Будаг — мой современник - Али Кара оглы Велиев
Шрифт:
Интервал:
Закладка:
Лошади шли шагом; в тумане не было видно, куда ступала нога коня; было ощущение, что мы парим в воздухе. В плечо больно упирался приклад ружья. «Уж не разбойники ли везут нас?» — подумалось мне.
Мы ехали уже около часу, все ниже и ниже спускаясь с перевала, как вдруг туман растаял, показалось солнце. Кругом — на траве, листьях деревьев, на цветках — сверкали крупные капли росы. Лишь в складках Голубиного ущелья еще клубился туман. Всадники ссадили нас и, не слушая слов благодарности, умчались прочь.
С холма мы увидели три кибитки и отдельно большие загоны для скота.
— Вот мы и дома, — сказал Машаллах, виновато улыбаясь, и уставился на меня просящими глазами. — Будаг, ты возьмешь меня с собой? Конечно, я понимаю, как можно положиться на человека, который не смог быть проводником в знакомых местах, но ведь туман, а?
— Ничего, пойдем вместе, куда я — туда и ты!
— Не обманешь?
— Ну вот, еще чего!..
Мы дошли до первой кибитки. Два больших черномордых пса подняли головы и, узнав Машаллаха, лениво завиляли хвостами.
Все четыре женщины — три мачехи и мать младшей — были в кибитке. Я сразу же узнал их по описанию Машаллаха. Женщины занимались по хозяйству: старшая жена готовила закваску для сыра, средняя разводила хну, собиралась красить волосы; Гамза о чем-то шепталась с матерью. На наше появление никто не обратил внимания. Мы вышли из кибитки и уселись на большие камни сушиться на солнце.
Усталость навалилась на меня, но сильнее мучил голод. Я понимал, что и Машаллаху не лучше. Но что делать, в доме отца он не осмеливался взять без спросу хлеба, а просить боялся. Наконец он не выдержал и юркнул в кибитку. Немного погодя из кибитки вышла мать Гамзы. Пройдя в свою кибитку, она вынесла нам несколько лепешек и полную тарелку творога. Лепешки были плохо пропеченными, но мы и не заметили, как крепкими зубами смолотили их.
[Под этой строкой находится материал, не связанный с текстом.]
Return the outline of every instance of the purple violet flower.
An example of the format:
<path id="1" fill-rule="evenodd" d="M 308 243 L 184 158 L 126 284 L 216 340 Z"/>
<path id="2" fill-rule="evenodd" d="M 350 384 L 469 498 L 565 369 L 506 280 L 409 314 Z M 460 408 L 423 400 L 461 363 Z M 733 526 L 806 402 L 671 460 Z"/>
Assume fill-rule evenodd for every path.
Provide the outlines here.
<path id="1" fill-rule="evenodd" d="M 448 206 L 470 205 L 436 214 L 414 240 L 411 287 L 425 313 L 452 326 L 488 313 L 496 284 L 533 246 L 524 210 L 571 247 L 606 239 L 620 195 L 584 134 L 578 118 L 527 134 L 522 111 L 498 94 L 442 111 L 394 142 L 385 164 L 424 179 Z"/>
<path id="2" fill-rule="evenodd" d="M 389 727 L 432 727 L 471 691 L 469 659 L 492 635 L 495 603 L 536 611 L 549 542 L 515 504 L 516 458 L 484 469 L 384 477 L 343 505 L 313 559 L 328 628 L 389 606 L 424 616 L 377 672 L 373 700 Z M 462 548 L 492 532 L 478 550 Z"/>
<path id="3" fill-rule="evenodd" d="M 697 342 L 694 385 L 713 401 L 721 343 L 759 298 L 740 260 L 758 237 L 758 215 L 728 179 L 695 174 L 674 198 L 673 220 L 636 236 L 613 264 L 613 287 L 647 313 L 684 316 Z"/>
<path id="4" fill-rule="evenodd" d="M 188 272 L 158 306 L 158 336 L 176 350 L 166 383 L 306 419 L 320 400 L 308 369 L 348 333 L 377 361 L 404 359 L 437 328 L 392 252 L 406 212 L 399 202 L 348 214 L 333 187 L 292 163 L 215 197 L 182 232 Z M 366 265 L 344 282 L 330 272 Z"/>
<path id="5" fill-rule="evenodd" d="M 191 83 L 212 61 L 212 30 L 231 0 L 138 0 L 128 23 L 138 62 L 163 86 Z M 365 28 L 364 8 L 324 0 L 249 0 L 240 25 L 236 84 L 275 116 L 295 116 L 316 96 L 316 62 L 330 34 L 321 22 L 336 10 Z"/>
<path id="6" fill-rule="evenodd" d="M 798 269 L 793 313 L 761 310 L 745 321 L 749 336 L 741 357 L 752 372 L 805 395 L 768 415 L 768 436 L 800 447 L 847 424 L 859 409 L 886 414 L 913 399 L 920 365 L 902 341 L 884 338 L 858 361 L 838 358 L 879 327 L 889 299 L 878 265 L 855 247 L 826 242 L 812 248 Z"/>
Мы ни слова еще не сказали, по жены уже догадались, что хозяин приедет не скоро, — ни старшая, ни средняя не перестали заниматься своими делами, чтобы приготовить мужу еду. Лишь Наргиз, мать Гамзы, разожгла под треножником огонь, поставила казан, положила в него масла и несколько горстей кураги, потом набросала в трубу самовара горящих углей. Вскоре закипел самовар.
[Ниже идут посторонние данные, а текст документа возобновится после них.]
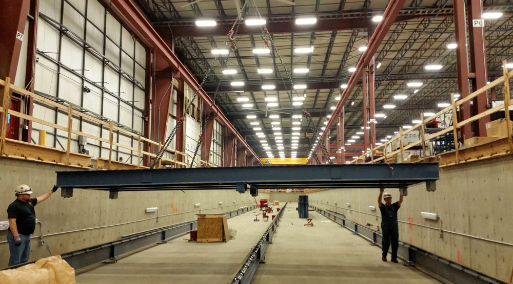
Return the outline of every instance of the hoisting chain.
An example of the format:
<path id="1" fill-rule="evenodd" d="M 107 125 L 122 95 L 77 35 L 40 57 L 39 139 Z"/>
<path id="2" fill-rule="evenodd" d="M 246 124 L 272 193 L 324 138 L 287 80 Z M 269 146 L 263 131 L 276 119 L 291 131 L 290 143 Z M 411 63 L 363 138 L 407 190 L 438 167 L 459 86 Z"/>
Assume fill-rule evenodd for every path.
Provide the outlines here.
<path id="1" fill-rule="evenodd" d="M 224 42 L 223 43 L 223 47 L 224 47 L 229 39 L 232 41 L 231 45 L 230 46 L 230 51 L 228 52 L 229 54 L 230 52 L 233 51 L 234 52 L 237 50 L 237 46 L 236 45 L 236 41 L 235 41 L 235 39 L 236 38 L 235 36 L 237 35 L 237 32 L 239 31 L 239 27 L 240 26 L 239 24 L 240 23 L 241 19 L 242 18 L 242 12 L 244 11 L 244 10 L 245 10 L 246 4 L 247 2 L 247 0 L 246 0 L 246 1 L 244 2 L 244 5 L 242 6 L 241 11 L 239 12 L 237 18 L 235 19 L 235 22 L 233 23 L 233 25 L 231 27 L 231 29 L 230 30 L 229 32 L 228 32 L 228 34 L 226 35 L 226 37 L 225 38 Z M 235 28 L 234 31 L 233 31 L 234 28 Z M 216 61 L 217 61 L 219 56 L 219 55 L 218 55 L 215 56 L 215 59 L 214 59 L 214 62 L 212 62 L 212 65 L 210 65 L 210 68 L 209 69 L 208 71 L 207 71 L 207 74 L 205 74 L 205 78 L 203 78 L 203 81 L 202 82 L 201 85 L 200 85 L 200 89 L 201 89 L 201 87 L 203 85 L 203 83 L 205 82 L 207 77 L 208 76 L 209 73 L 213 67 L 214 63 L 216 62 Z M 214 104 L 215 103 L 215 99 L 217 97 L 218 93 L 219 91 L 219 86 L 221 85 L 221 80 L 223 79 L 223 73 L 221 73 L 221 77 L 220 77 L 219 81 L 218 82 L 217 87 L 215 88 L 215 92 L 214 93 L 214 95 L 212 99 L 212 104 L 210 105 L 210 107 L 208 110 L 208 113 L 207 114 L 207 117 L 205 120 L 205 123 L 203 123 L 203 127 L 202 127 L 201 133 L 200 134 L 200 138 L 198 140 L 198 144 L 196 144 L 196 149 L 194 150 L 194 155 L 192 156 L 192 160 L 191 161 L 191 164 L 189 166 L 189 167 L 192 168 L 192 165 L 194 165 L 194 159 L 196 158 L 196 156 L 198 155 L 198 151 L 200 150 L 200 147 L 201 146 L 201 137 L 203 135 L 203 134 L 205 133 L 205 130 L 206 130 L 207 122 L 210 118 L 210 114 L 212 113 L 212 109 L 214 106 Z M 200 91 L 200 89 L 198 89 L 198 91 L 196 92 L 194 98 L 195 98 L 196 96 L 198 95 L 198 93 Z M 205 146 L 206 146 L 206 145 Z M 209 158 L 209 157 L 205 157 L 205 160 L 207 160 L 205 161 L 206 163 L 208 163 L 208 159 Z"/>
<path id="2" fill-rule="evenodd" d="M 244 2 L 244 4 L 242 6 L 242 8 L 241 9 L 241 11 L 239 12 L 239 15 L 237 16 L 237 18 L 235 19 L 235 22 L 233 23 L 233 25 L 231 27 L 231 29 L 230 30 L 230 31 L 228 32 L 228 35 L 227 35 L 226 37 L 225 38 L 224 41 L 223 42 L 223 45 L 221 46 L 221 49 L 222 49 L 223 48 L 224 48 L 226 45 L 226 43 L 228 42 L 228 40 L 232 41 L 231 45 L 230 46 L 230 51 L 234 51 L 237 49 L 237 47 L 235 45 L 236 41 L 235 41 L 235 35 L 237 33 L 237 31 L 239 30 L 238 24 L 240 23 L 241 19 L 242 18 L 242 13 L 246 9 L 246 6 L 247 2 L 247 0 L 246 0 Z M 235 28 L 235 26 L 236 26 L 236 29 L 235 29 L 235 31 L 234 32 L 233 29 Z M 167 147 L 169 147 L 169 144 L 171 143 L 171 141 L 172 141 L 173 138 L 174 138 L 175 135 L 176 135 L 176 131 L 178 129 L 178 127 L 181 126 L 183 124 L 184 118 L 189 112 L 189 110 L 190 108 L 191 105 L 192 105 L 192 102 L 194 101 L 194 100 L 196 98 L 196 97 L 198 96 L 198 94 L 200 92 L 200 90 L 203 86 L 203 85 L 205 84 L 205 81 L 207 80 L 207 78 L 208 78 L 208 75 L 210 74 L 210 72 L 212 71 L 212 70 L 213 69 L 215 63 L 216 62 L 218 62 L 220 56 L 220 54 L 217 54 L 215 55 L 215 58 L 214 59 L 213 62 L 212 62 L 212 64 L 210 65 L 210 67 L 208 69 L 208 70 L 207 71 L 206 74 L 205 74 L 205 77 L 203 78 L 203 81 L 202 81 L 201 83 L 200 84 L 200 86 L 198 88 L 198 91 L 196 91 L 196 93 L 194 94 L 194 97 L 193 97 L 187 103 L 185 110 L 184 112 L 183 117 L 180 120 L 180 122 L 176 123 L 176 125 L 174 126 L 174 128 L 173 128 L 173 130 L 172 131 L 171 131 L 171 134 L 169 134 L 169 136 L 168 137 L 167 139 L 166 139 L 166 142 L 163 145 L 162 148 L 159 151 L 159 153 L 157 154 L 156 156 L 155 157 L 155 159 L 153 159 L 153 162 L 151 166 L 150 167 L 150 168 L 152 169 L 154 168 L 155 166 L 159 163 L 159 162 L 162 158 L 162 156 L 164 155 L 164 152 L 166 151 L 166 149 L 167 149 Z M 221 75 L 221 76 L 222 77 L 222 75 Z M 208 118 L 210 116 L 210 113 L 212 112 L 212 107 L 213 106 L 213 104 L 215 102 L 216 95 L 217 94 L 218 90 L 219 89 L 219 86 L 221 84 L 221 80 L 220 80 L 219 82 L 218 83 L 218 86 L 217 89 L 216 89 L 215 93 L 214 94 L 212 105 L 210 105 L 210 109 L 209 111 L 208 115 L 207 115 L 207 118 Z M 203 132 L 205 131 L 205 127 L 204 126 L 202 129 L 202 132 L 201 134 L 200 134 L 200 139 L 198 139 L 198 144 L 196 146 L 196 150 L 194 151 L 194 156 L 192 157 L 192 161 L 191 162 L 191 165 L 190 165 L 191 167 L 192 167 L 192 165 L 194 163 L 194 158 L 196 157 L 196 155 L 198 154 L 198 151 L 199 149 L 199 145 L 201 144 L 201 136 L 203 135 Z"/>
<path id="3" fill-rule="evenodd" d="M 259 18 L 262 18 L 262 15 L 260 14 L 260 11 L 259 11 L 258 7 L 257 7 L 256 5 L 255 5 L 254 0 L 251 0 L 251 3 L 252 4 L 253 9 L 255 9 L 255 10 L 256 12 L 256 13 L 258 14 L 258 17 Z M 292 82 L 292 77 L 290 76 L 290 74 L 289 74 L 288 71 L 287 70 L 287 67 L 285 66 L 285 63 L 283 62 L 283 59 L 282 58 L 281 56 L 280 55 L 280 52 L 278 52 L 278 49 L 276 47 L 276 45 L 274 44 L 274 41 L 273 40 L 272 36 L 271 35 L 270 33 L 269 32 L 269 31 L 268 31 L 267 28 L 266 27 L 265 25 L 264 25 L 264 28 L 263 29 L 262 28 L 262 27 L 260 27 L 260 30 L 261 30 L 261 31 L 262 31 L 262 37 L 263 39 L 264 39 L 264 43 L 266 44 L 266 45 L 267 45 L 267 46 L 268 47 L 269 46 L 268 42 L 270 42 L 270 43 L 271 43 L 271 46 L 272 47 L 272 48 L 273 50 L 274 51 L 274 52 L 276 53 L 276 54 L 278 55 L 278 58 L 280 58 L 280 62 L 282 64 L 282 66 L 283 67 L 283 70 L 285 70 L 285 73 L 287 74 L 287 76 L 288 77 L 289 81 L 290 82 L 290 84 L 291 85 L 293 85 L 293 82 Z M 269 36 L 269 41 L 267 41 L 267 39 L 265 39 L 265 38 L 266 38 L 266 36 L 268 36 L 268 35 Z M 273 53 L 272 53 L 272 52 L 271 53 L 271 56 L 272 57 L 272 59 L 273 59 L 272 61 L 273 61 L 273 62 L 274 63 L 275 67 L 277 70 L 278 70 L 278 66 L 276 65 L 276 59 L 275 59 L 275 57 L 274 56 Z M 287 95 L 288 96 L 289 99 L 290 99 L 290 100 L 291 101 L 292 100 L 292 98 L 290 97 L 290 95 L 289 94 L 288 90 L 287 89 L 287 85 L 285 84 L 285 81 L 284 80 L 283 77 L 282 77 L 281 73 L 280 72 L 277 72 L 277 73 L 278 73 L 278 75 L 280 76 L 280 80 L 282 81 L 282 83 L 283 84 L 283 86 L 284 86 L 284 88 L 285 89 L 285 92 L 287 93 Z M 295 89 L 294 89 L 293 91 L 294 91 L 294 92 L 295 92 L 296 95 L 298 96 L 298 97 L 299 97 L 299 94 L 298 93 L 298 91 Z M 295 107 L 293 105 L 292 105 L 292 107 L 294 108 L 294 110 L 295 110 Z M 313 121 L 312 120 L 311 117 L 310 116 L 310 114 L 308 114 L 308 113 L 307 113 L 305 111 L 305 107 L 304 107 L 304 105 L 303 105 L 303 106 L 302 107 L 302 111 L 303 111 L 303 112 L 304 113 L 305 113 L 305 114 L 307 114 L 308 115 L 307 116 L 306 116 L 306 117 L 307 117 L 307 119 L 308 120 L 308 125 L 310 126 L 310 128 L 313 132 L 313 138 L 317 138 L 317 140 L 319 141 L 319 146 L 321 147 L 321 149 L 322 150 L 323 154 L 324 155 L 324 156 L 325 156 L 325 158 L 326 159 L 326 160 L 327 160 L 327 161 L 329 161 L 329 163 L 330 164 L 333 164 L 333 162 L 331 161 L 331 159 L 330 158 L 329 152 L 326 149 L 326 146 L 324 145 L 324 141 L 323 141 L 321 139 L 320 137 L 319 137 L 319 132 L 317 130 L 317 127 L 315 127 L 315 124 L 313 123 Z M 305 129 L 305 127 L 304 126 L 303 126 L 302 124 L 301 126 L 303 127 L 303 131 L 304 132 L 304 133 L 307 133 L 307 131 L 306 131 L 307 129 Z M 309 145 L 311 147 L 311 145 L 312 144 L 312 142 L 311 142 L 311 141 L 310 140 L 309 138 L 308 137 L 307 135 L 305 136 L 305 138 L 306 138 L 307 141 L 308 142 L 308 144 L 309 144 Z M 313 153 L 313 155 L 315 155 L 315 153 L 314 152 Z M 315 158 L 315 159 L 316 160 L 316 162 L 318 163 L 318 164 L 320 164 L 321 162 L 320 162 L 320 161 L 319 161 L 319 158 L 318 158 L 318 157 L 317 157 L 317 155 L 315 155 L 314 158 Z"/>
Когда у кибиток появился на своей кобылице хмурый и злой отец Машаллаха, женщины высыпали наружу. Машаллах помог отцу спешиться. Женщины сняли хурджины с поклажей и унесли в первую кибитку.
Солнце село за гору, и эйлаг тотчас окутала прохлада, с каждой минутой становилось холоднее. Хоть и привычен я к горной прохладе, но сегодня у меня зуб на зуб не попадал — мокрая одежда липла к телу и не давала согреться. Да и в кибитке гулял ветер.
Хозяин не стал есть, а только пил чай, стакан за стаканом. А потом забрался в постель, приготовленную ему Гамзой.
Ох, как хотелось есть! Но ни мачехи Машаллаха, ни тетушка Наргиз не предложили нам поесть. Я вспомнил мать: никто не уходил из нашего дома голодным, мы делили с гостем последний кусок. А тут всего полная чаша — две отары овец, восемь буйволов с буйволицами, дающими жирное, густое молоко, кони с жеребятами, в отдельном загоне ягнята нынешнего окота, а у меня от голода сводило желудок.
Хозяин сделал знак, и обе старшие мачехи вышли из кибитки. За ними ушли и мы. В соседней кибитке вторая мачеха постелила нам вместе с Машаллахом, а сама улеглась рядом со старшей женой. Обе женщины гневались на мужа и младшую жену, шептались, что четвертая даст Гамзе жару, покажет, как не уважать старших, утрет нос сопливой девчонке. Потом они обе поднялись, вышли из кибитки и, вернувшись с казаном, сели друг против друга и, причмокивая, с аппетитом прикончили все, что оставалось в нем. Про нас с Машаллахом не вспомнили. Я и жизни не встречал таких жадюг!..
Птицы еще не проснулись, когда поднялась старшая жена, задней зашевелилась средняя. Они громко переговаривались, давая нам понять, что пора приниматься за работу.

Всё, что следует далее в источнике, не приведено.